05/07/2020

Corporate responsibility in Brazil

German companies should avoid indigenous areas (Press Release)

The Society for Threatened Peoples (STP) calls on German companies to stop their business activities on indigenous territories in Brazil and to refrain from initiating further projects there. Several German and international corporations have already announced this step.

"It is time for all German companies that do business in Brazil to take the rights of the local indigenous communities seriously," stated Juliana Miyazaki, one of the STP's experts on indigenous communities. "The current government of Brazil has no interest in protecting the indigenous areas or the people who live there. Therefore, internationally active companies such as TÜV Süd have to develop a sense of responsibility themselves – and withdraw from the protected areas."

The Brazilian mining company Vale recently announced that it will discontinue its activities on indigenous territories. In January 2019, a dam near the company's iron ore mine Córrego do Feijão em Brumadinho had burst – killing around 300 people directly. Further, the toxic sludge from the ruptured reservoir had poisoned the region's ecosystem and deprived the local indigenous peoples of their livelihoods. The Munich-based company TÜV Süd had certified the dam construction – which the Essen-based steel group Thyssen-Krupp had been built in 1976 and operated until the early 2000s – as safe just a few months earlier.

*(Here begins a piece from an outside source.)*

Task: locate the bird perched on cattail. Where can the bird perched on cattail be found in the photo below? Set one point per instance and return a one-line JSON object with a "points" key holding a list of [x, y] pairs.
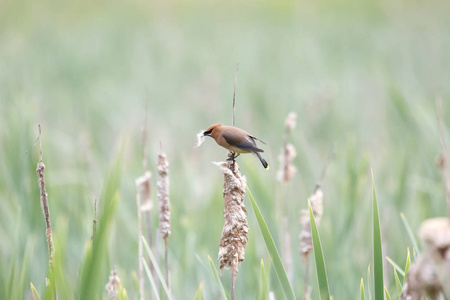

"The fact that TÜV Süd continues to take on contracts that are a threat to indigenous communities and their territories can no longer be justified," Miyazaki emphasized. "Also, banks and insurance companies must remember their responsibility and stop supporting such projects." A consortium led by Allianz had insured Vale for liability. Despite a previous dam burst in Mariana in 2015, Deutsche Bank had provided Vale with loans of over 700 million euros.